In a final showdown multi-agency meeting, which took many months and every shred of my own resilience and mental health to organise, against a backdrop of escalating dark threats, CAMHS insisted to a room full of professionals that their records now showed my son had no MH issues and that as long as their records said so, it didn’t matter a jot what the actual reality was (*).

Thankfully, at the point where the CAMHS representative stormed out of this meeting in a metaphorical puff of evil smoke, jaws dropped around the room and the local education authority rallied around to put in place the support my son needed at school, which CAMHS had wilfully blocked for six months.

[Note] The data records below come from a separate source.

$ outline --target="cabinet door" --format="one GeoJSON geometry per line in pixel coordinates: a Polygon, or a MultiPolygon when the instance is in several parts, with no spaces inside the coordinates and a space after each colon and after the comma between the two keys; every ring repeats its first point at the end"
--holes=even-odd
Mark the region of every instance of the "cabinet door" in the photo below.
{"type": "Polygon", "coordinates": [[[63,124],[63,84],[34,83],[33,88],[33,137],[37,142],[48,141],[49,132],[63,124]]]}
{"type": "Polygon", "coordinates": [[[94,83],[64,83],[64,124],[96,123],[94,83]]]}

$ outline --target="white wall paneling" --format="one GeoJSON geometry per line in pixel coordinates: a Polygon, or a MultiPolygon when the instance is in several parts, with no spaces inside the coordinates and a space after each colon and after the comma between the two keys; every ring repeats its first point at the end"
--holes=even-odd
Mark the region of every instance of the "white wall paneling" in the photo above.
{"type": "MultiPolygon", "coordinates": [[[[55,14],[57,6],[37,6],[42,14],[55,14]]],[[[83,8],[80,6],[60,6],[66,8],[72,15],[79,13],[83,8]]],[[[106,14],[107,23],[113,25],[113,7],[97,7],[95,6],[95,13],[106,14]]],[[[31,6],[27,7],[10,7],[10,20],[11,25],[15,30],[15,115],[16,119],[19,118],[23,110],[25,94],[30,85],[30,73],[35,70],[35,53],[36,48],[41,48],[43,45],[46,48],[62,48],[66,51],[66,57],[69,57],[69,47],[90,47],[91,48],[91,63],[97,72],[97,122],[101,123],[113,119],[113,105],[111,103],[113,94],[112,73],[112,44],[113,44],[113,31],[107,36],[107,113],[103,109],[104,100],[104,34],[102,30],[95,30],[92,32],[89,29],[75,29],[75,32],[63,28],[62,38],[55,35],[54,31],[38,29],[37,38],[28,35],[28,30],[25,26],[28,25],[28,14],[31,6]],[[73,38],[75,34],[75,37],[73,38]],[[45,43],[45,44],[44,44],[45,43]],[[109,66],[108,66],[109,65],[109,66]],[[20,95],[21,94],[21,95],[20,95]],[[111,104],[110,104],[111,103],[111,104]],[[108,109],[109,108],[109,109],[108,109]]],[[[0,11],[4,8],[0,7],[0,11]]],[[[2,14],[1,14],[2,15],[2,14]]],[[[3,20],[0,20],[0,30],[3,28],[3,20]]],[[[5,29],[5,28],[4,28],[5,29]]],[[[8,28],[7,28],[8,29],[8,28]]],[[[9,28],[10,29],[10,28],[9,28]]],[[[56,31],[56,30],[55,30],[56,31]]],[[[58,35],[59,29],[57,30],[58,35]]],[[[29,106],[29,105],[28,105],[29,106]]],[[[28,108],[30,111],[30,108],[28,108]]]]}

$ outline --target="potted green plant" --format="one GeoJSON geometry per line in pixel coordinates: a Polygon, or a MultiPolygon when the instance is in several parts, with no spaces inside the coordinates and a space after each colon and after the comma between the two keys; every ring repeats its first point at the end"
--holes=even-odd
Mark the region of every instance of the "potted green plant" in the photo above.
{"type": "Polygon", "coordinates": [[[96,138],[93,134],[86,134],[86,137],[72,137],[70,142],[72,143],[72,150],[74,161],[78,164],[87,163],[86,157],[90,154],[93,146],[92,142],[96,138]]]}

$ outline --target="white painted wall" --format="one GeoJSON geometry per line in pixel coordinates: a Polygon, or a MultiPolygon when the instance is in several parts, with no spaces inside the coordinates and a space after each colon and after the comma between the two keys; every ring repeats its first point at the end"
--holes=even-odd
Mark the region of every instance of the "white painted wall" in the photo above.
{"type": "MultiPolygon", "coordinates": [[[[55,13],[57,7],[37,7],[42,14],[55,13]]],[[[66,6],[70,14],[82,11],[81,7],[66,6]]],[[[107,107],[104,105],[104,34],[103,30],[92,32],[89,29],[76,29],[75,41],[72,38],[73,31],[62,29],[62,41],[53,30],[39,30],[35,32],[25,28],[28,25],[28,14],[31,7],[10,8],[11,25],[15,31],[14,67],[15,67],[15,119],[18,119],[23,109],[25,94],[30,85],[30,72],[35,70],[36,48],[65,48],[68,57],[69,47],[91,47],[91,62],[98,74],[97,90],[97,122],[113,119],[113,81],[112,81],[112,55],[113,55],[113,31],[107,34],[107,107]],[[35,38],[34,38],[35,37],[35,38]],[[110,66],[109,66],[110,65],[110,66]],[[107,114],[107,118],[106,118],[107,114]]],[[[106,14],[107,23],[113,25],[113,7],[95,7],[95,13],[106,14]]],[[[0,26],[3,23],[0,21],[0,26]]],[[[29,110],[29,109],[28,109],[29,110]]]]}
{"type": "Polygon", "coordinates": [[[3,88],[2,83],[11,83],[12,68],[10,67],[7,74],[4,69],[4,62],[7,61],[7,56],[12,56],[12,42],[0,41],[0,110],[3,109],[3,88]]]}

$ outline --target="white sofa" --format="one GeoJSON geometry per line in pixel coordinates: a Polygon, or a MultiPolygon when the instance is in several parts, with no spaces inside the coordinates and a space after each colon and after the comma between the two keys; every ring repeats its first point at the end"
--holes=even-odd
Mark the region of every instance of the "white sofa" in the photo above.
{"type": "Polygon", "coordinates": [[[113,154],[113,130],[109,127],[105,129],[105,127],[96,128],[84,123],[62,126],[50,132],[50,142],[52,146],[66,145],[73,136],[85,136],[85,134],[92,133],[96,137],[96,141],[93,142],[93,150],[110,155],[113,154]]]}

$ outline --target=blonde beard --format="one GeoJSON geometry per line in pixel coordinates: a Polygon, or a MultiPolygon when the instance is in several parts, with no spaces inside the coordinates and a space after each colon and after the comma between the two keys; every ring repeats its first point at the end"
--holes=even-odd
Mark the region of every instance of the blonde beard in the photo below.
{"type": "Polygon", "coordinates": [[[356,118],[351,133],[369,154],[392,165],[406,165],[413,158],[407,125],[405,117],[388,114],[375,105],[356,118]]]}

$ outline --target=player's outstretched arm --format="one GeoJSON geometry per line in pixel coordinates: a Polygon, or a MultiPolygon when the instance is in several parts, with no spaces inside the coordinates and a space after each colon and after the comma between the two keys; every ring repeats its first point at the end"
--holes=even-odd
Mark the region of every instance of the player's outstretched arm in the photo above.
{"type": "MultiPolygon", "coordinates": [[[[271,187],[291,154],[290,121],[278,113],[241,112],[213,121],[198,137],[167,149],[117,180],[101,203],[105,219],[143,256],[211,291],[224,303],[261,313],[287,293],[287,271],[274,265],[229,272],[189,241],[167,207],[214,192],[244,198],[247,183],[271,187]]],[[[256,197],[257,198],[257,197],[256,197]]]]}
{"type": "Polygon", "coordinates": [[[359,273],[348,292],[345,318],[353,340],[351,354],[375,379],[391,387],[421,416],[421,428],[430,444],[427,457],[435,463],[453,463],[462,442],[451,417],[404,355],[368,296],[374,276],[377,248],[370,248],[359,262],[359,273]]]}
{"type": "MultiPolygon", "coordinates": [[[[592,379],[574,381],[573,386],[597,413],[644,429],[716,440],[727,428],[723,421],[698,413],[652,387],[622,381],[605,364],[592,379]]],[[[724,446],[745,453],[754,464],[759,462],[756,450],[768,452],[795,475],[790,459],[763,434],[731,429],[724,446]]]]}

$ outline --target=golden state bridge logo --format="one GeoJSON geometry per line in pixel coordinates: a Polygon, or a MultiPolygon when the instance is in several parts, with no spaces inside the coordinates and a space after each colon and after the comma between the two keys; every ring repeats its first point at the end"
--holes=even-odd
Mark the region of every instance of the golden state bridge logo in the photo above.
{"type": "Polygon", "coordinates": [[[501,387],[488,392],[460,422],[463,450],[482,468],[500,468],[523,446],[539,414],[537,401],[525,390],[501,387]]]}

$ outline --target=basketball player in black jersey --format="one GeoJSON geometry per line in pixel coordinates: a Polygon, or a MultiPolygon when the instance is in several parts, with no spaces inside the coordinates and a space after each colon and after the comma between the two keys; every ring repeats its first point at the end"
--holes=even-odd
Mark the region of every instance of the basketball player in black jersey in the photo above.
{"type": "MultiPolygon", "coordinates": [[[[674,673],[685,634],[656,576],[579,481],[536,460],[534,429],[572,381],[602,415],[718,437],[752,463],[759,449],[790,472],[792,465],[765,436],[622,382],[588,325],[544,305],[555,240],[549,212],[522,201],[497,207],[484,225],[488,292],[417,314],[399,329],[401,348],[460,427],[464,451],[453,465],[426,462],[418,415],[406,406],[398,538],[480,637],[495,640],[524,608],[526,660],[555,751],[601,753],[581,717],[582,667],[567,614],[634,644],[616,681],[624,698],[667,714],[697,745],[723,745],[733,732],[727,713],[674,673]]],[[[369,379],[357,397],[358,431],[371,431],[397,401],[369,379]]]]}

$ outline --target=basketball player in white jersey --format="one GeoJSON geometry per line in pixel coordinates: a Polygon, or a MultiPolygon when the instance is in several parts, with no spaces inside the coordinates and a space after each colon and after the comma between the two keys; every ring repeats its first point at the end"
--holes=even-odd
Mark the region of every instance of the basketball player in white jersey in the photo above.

My son continues to have privately paid for support from a wonderful psychotherapist, and we are blessed with school staff who genuinely care about our family.

I am lucky to have a sort of cockroach survival spirit, but I have learned that people with MH difficulties actually have a kind of strength the rest of us will never really understand. I see my son picking himself up day after day after day, and I see how unbelievably f***ing hard that is, and how much effort it takes not to let it crush him.

We are three years into this journey, and as my fellow parents of kids with MH difficulties will attest, it is tough. Nonetheless, we continue to congratulate ourselves on our, so far, 100% success rate of getting through the day.

(*) Three years on from his initial referral, my son remains on the CAMHS Tier 3 wait list and has still never been offered any treatment.